Operating profit is one of the key figures in accounting for a business person, as it shows the revenue and expenses that you can directly control, manage and make predictions on. Online accounting can help you to find out what your company’s operating profit is and track it.
Earnings that are not directly related to the main activity of your company are not included in the operating profit calculation. These earnings can be:
- Income from your company’s investments.
- Capital gains on asset sales.
- Rental income.
- Bank account interest.
- Miscellaneous earnings (like dividends).
The term “operating profit” can be used as a synonym for “Earnings Before Interest and Taxes (EBIT)”, but only if the firm has no expenses unrelated to the principal activity, e.g. costs from currency exchange. These are called non-operating expenses, by the way.
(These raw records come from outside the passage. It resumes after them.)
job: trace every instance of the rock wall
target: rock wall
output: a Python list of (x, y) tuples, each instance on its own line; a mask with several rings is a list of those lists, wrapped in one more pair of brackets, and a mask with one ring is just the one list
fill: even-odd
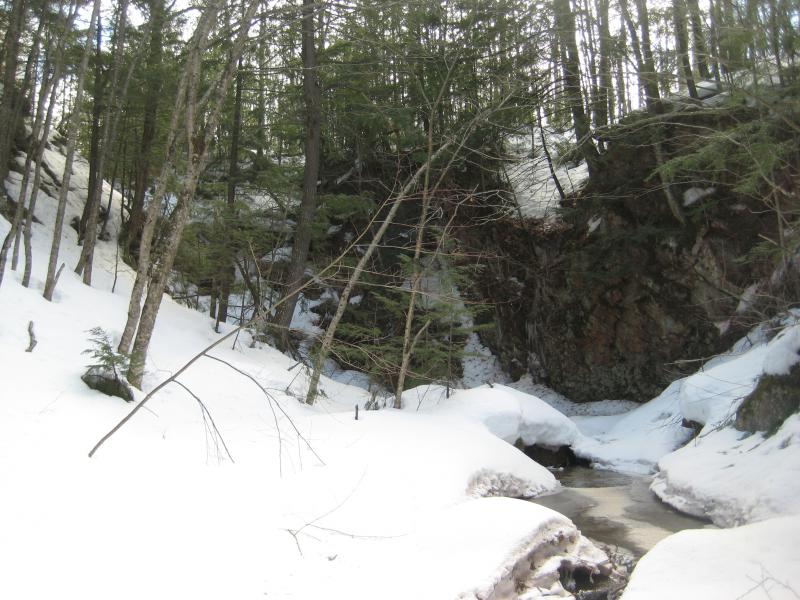
[[(658, 129), (668, 156), (702, 118)], [(461, 234), (490, 257), (472, 293), (494, 306), (482, 338), (512, 376), (529, 371), (576, 401), (645, 401), (751, 324), (740, 301), (773, 267), (743, 258), (774, 235), (774, 215), (732, 186), (675, 183), (680, 223), (653, 175), (652, 135), (631, 128), (610, 143), (558, 221), (495, 220)]]

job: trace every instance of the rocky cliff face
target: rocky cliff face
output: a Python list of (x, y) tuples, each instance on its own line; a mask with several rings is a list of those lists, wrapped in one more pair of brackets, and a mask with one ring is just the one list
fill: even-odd
[(484, 337), (512, 375), (530, 371), (577, 401), (646, 400), (750, 324), (743, 299), (775, 267), (753, 250), (775, 239), (774, 212), (722, 178), (654, 176), (654, 139), (667, 160), (680, 157), (698, 124), (724, 128), (722, 117), (689, 110), (668, 126), (653, 121), (620, 129), (600, 175), (557, 222), (495, 221), (462, 235), (493, 256), (473, 293), (494, 305)]

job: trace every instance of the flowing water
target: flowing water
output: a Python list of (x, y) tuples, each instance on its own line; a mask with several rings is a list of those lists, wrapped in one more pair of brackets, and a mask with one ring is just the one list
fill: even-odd
[(561, 491), (533, 502), (567, 516), (583, 535), (633, 560), (677, 531), (714, 528), (661, 502), (650, 491), (650, 477), (578, 466), (554, 475)]

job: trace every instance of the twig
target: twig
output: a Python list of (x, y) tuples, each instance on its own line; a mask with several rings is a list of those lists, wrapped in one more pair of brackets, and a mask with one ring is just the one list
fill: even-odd
[[(297, 437), (300, 438), (301, 440), (303, 440), (303, 442), (305, 442), (306, 446), (308, 447), (309, 450), (311, 450), (311, 453), (317, 458), (317, 460), (323, 466), (325, 465), (325, 461), (322, 460), (322, 458), (320, 457), (319, 454), (317, 454), (317, 451), (314, 450), (314, 448), (311, 446), (311, 443), (305, 438), (305, 436), (303, 436), (303, 434), (300, 433), (300, 430), (297, 428), (297, 425), (295, 425), (295, 423), (292, 420), (292, 418), (287, 414), (287, 412), (284, 410), (284, 408), (280, 405), (280, 402), (275, 400), (275, 398), (272, 397), (272, 394), (270, 394), (267, 391), (267, 389), (263, 385), (261, 385), (261, 383), (255, 377), (250, 375), (250, 373), (248, 373), (246, 371), (243, 371), (242, 369), (240, 369), (238, 367), (235, 367), (234, 365), (232, 365), (228, 361), (223, 360), (221, 358), (218, 358), (216, 356), (211, 356), (210, 354), (206, 354), (206, 358), (210, 358), (211, 360), (216, 360), (218, 362), (221, 362), (223, 365), (226, 365), (226, 366), (230, 367), (231, 369), (233, 369), (234, 371), (236, 371), (240, 375), (244, 375), (250, 381), (255, 383), (258, 386), (258, 389), (260, 389), (263, 392), (263, 394), (267, 397), (267, 399), (269, 400), (270, 407), (272, 407), (273, 403), (275, 404), (275, 406), (278, 407), (278, 410), (280, 410), (281, 413), (283, 414), (283, 416), (286, 417), (286, 419), (289, 421), (289, 424), (292, 426), (292, 429), (294, 429), (295, 433), (297, 434)], [(275, 416), (275, 427), (278, 429), (278, 439), (280, 439), (281, 430), (280, 430), (280, 427), (278, 427), (278, 418), (277, 418), (277, 415), (275, 415), (275, 410), (274, 409), (272, 411), (272, 414)]]
[(28, 344), (28, 349), (25, 352), (33, 352), (33, 349), (36, 347), (36, 335), (33, 333), (33, 321), (28, 323), (28, 337), (31, 339), (30, 344)]

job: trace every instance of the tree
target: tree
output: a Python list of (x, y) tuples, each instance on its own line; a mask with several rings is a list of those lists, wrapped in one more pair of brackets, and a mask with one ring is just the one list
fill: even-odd
[[(141, 387), (142, 385), (145, 357), (150, 346), (153, 329), (155, 328), (158, 310), (161, 306), (164, 286), (166, 285), (167, 278), (172, 269), (172, 264), (175, 261), (183, 229), (189, 217), (189, 208), (197, 189), (198, 180), (205, 168), (208, 158), (208, 149), (211, 144), (212, 136), (219, 123), (219, 116), (227, 90), (236, 72), (236, 66), (239, 63), (239, 58), (241, 57), (245, 42), (247, 41), (249, 24), (252, 22), (259, 4), (260, 0), (250, 0), (247, 10), (242, 16), (242, 20), (239, 24), (239, 31), (236, 34), (235, 41), (224, 68), (215, 78), (210, 89), (206, 92), (206, 94), (208, 94), (208, 114), (204, 124), (199, 123), (197, 118), (197, 111), (201, 106), (200, 97), (198, 95), (200, 62), (205, 49), (205, 42), (208, 38), (208, 31), (211, 29), (211, 23), (216, 20), (216, 15), (220, 8), (219, 4), (211, 4), (203, 12), (200, 21), (202, 25), (198, 24), (198, 31), (201, 33), (201, 35), (198, 36), (198, 41), (202, 41), (202, 43), (194, 45), (193, 52), (187, 57), (187, 98), (185, 105), (188, 138), (187, 167), (183, 176), (180, 195), (178, 196), (175, 209), (170, 217), (169, 232), (161, 247), (159, 262), (149, 275), (145, 303), (142, 306), (141, 314), (138, 315), (136, 319), (138, 321), (138, 331), (131, 351), (131, 368), (128, 372), (128, 380), (137, 387)], [(145, 228), (147, 228), (147, 223), (145, 224)], [(140, 253), (140, 263), (141, 261)], [(131, 302), (133, 304), (133, 296)], [(131, 311), (129, 308), (129, 317), (130, 314)], [(128, 326), (126, 324), (126, 329), (127, 328)]]
[(286, 275), (284, 296), (286, 300), (278, 309), (273, 325), (276, 327), (278, 347), (286, 350), (289, 344), (289, 326), (297, 303), (297, 289), (302, 282), (311, 244), (311, 225), (317, 205), (317, 179), (320, 163), (320, 89), (317, 77), (316, 40), (314, 35), (315, 0), (303, 0), (303, 101), (306, 109), (305, 166), (303, 171), (303, 198), (297, 229), (292, 242), (292, 257)]
[(58, 194), (58, 208), (56, 209), (56, 220), (53, 225), (53, 243), (50, 246), (50, 259), (47, 264), (47, 279), (44, 284), (44, 297), (46, 300), (53, 299), (53, 292), (58, 283), (58, 253), (61, 247), (61, 234), (64, 229), (64, 213), (67, 208), (67, 194), (69, 193), (69, 182), (72, 178), (72, 163), (75, 160), (75, 143), (78, 136), (80, 124), (80, 105), (83, 101), (83, 89), (86, 83), (86, 69), (89, 65), (89, 55), (92, 51), (92, 40), (94, 38), (94, 28), (97, 16), (100, 14), (100, 0), (94, 0), (92, 4), (92, 16), (89, 19), (89, 32), (86, 35), (83, 58), (78, 68), (78, 85), (75, 91), (75, 107), (69, 121), (69, 131), (67, 133), (67, 152), (64, 160), (64, 175), (61, 180), (61, 189)]
[(592, 141), (589, 118), (583, 107), (580, 59), (575, 42), (575, 15), (572, 12), (569, 0), (553, 0), (553, 10), (555, 12), (559, 46), (562, 49), (564, 94), (572, 114), (572, 125), (575, 128), (578, 149), (591, 174), (596, 170), (598, 153)]

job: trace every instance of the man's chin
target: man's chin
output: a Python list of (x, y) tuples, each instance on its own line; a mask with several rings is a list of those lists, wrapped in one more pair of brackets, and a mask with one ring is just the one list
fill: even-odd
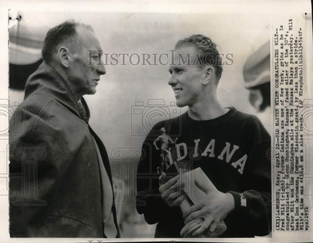
[(186, 104), (184, 104), (182, 102), (179, 102), (179, 101), (177, 101), (177, 100), (176, 102), (176, 106), (178, 106), (179, 107), (185, 107), (187, 105)]

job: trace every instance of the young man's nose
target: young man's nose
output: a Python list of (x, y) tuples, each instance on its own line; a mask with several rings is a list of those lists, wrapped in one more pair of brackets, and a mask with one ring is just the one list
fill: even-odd
[(170, 77), (170, 78), (168, 80), (167, 83), (171, 86), (172, 86), (175, 85), (177, 83), (177, 80), (175, 78), (173, 75), (171, 75), (171, 77)]

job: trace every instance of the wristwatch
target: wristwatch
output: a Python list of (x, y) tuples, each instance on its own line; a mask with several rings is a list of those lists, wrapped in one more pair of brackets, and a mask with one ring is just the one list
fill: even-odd
[(241, 207), (247, 207), (247, 199), (242, 193), (239, 193), (239, 194), (240, 195), (240, 203)]

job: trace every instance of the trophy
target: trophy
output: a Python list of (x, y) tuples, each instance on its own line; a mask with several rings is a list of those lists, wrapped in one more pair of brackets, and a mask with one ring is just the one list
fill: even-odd
[[(157, 168), (157, 172), (160, 173), (165, 173), (170, 178), (174, 177), (178, 174), (183, 174), (182, 177), (184, 178), (185, 182), (183, 188), (183, 195), (185, 198), (180, 205), (181, 209), (183, 213), (193, 205), (201, 203), (201, 198), (206, 195), (205, 192), (195, 184), (193, 180), (195, 177), (197, 177), (198, 178), (201, 178), (201, 181), (203, 181), (203, 184), (207, 185), (210, 188), (210, 191), (217, 189), (200, 168), (189, 171), (183, 171), (179, 169), (177, 158), (172, 156), (171, 150), (172, 148), (174, 148), (176, 149), (175, 145), (178, 139), (176, 138), (173, 141), (166, 134), (164, 128), (161, 128), (160, 130), (162, 134), (153, 142), (153, 144), (158, 150), (160, 150), (160, 148), (157, 147), (156, 143), (159, 141), (161, 142), (160, 156), (162, 157), (162, 162), (160, 166)], [(177, 153), (178, 154), (178, 152)], [(175, 157), (176, 157), (177, 156)], [(208, 228), (200, 235), (192, 236), (192, 233), (201, 227), (204, 220), (203, 218), (200, 218), (189, 222), (182, 229), (180, 232), (181, 235), (184, 238), (217, 237), (222, 235), (227, 229), (223, 221), (222, 221), (217, 226), (214, 232), (210, 232)]]

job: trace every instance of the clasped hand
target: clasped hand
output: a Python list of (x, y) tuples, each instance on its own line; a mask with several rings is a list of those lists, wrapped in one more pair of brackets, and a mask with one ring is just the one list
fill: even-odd
[[(169, 206), (179, 205), (184, 199), (182, 195), (185, 182), (177, 176), (162, 185), (162, 178), (166, 176), (163, 173), (159, 178), (161, 197)], [(203, 182), (202, 184), (198, 178), (195, 178), (194, 183), (205, 192), (200, 200), (201, 205), (193, 205), (183, 212), (185, 224), (196, 219), (204, 220), (201, 226), (192, 233), (194, 236), (201, 234), (208, 228), (210, 232), (213, 232), (218, 223), (234, 208), (234, 201), (230, 193), (223, 193), (217, 189), (212, 190), (212, 188)]]

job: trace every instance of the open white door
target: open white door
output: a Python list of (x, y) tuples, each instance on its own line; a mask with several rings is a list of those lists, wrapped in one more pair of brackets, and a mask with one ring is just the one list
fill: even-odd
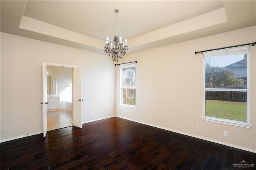
[(46, 71), (47, 65), (43, 63), (43, 101), (41, 104), (43, 106), (43, 130), (44, 137), (47, 133), (47, 81)]
[(82, 67), (73, 68), (73, 121), (74, 125), (82, 127)]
What is the operating profit for?
Operating profit works as an indicator of the business’ profit-making potential. It is highly accurate in this regard because it doesn’t include any external variable factors in the counting.
It is one of the key factors that investors look at considering choosing your company among you and your competitors in the sphere. For them, if your company has been seeing a decline in its operating profit, that will mean that there is less money for its future expansion.
Operating profit formula
Operating Profit = Operating Revenue − Cost of Goods Sold − Operating Expenses − Depreciation − Amortization
Operating Revenue is the income from the company’s main business activity.
Cost of Goods Sold (or COGS, cost of sales) is the money spent on producing the goods the company sells, such as costs of the materials and labour. It doesn’t include other expenses like distribution or sales costs.
Operating Expenses is the money spent on rent, marketing, administration, payroll, etc.
Depreciation is the decrease in the value of the assets over time.
Operating profit calculation
Martin has a company McLarens’ Burgers Ltd. Let’s examine one of the company’s income statements:
- Revenue: £2,000,000
- Interest earned: £50,000
- Earnings from 30% stake in GetDrunk Ltd: £800,000
- Cost of Goods Sold: £1,000,000
- Labour: £400,000
- Administrative & marketing expenses: £50,000
Points 2 and 3 are not taken into account when calculating McLarens’ Burgers Ltd’s operating profit because 2 is earnings from an interest bank account and 3 is the return on investing in another company — both have no connection to the company’s operations.
Let’s apply the formula:
£2,000,000 (Operating Revenue) − £1,000,000 − £400,000 (COGS) − £50,000 (Operating expenses) = £550,000.
Thus, the operating profit of McLarens’ Burgers Ltd in this case is £550,000.
Operating profit margin
Operating profit usually goes together in calculations with operating profit margin — that helps to compare your business model to your competitors’. The operating profit margin is one of the profitability ratios known as margin ratio. Important to note that having the same margin ratio, you can have a different place among the competitors.
For example, let’s say your company’s margin ratio is 8%. If your competitors’ average margin ratio is 10% or more — you are in more financial risk than if the figure for the competitors was 7%.
|8%||10% or more||You are in more financial risk|
|8%||7%||Your competitors’ risk is bigger|
A company with a high operating profit margin ratio is more able to pay for their fixed costs/interest on the debt, survive economic downturns and is more competitive, because it can offer lower prices.
Here is the formula to calculate an operating profit margin:
Operating Profit Margin = Operating Income / Sales Revenue.
Once you know your operating income (described above), you take the net sales revenue (that requires no calculation, because it is already on your income return) and divide the first by the second.
For McLarens’ Burgers Ltd., the operating profit margin is £550,000/£2,000,000= 27,5%.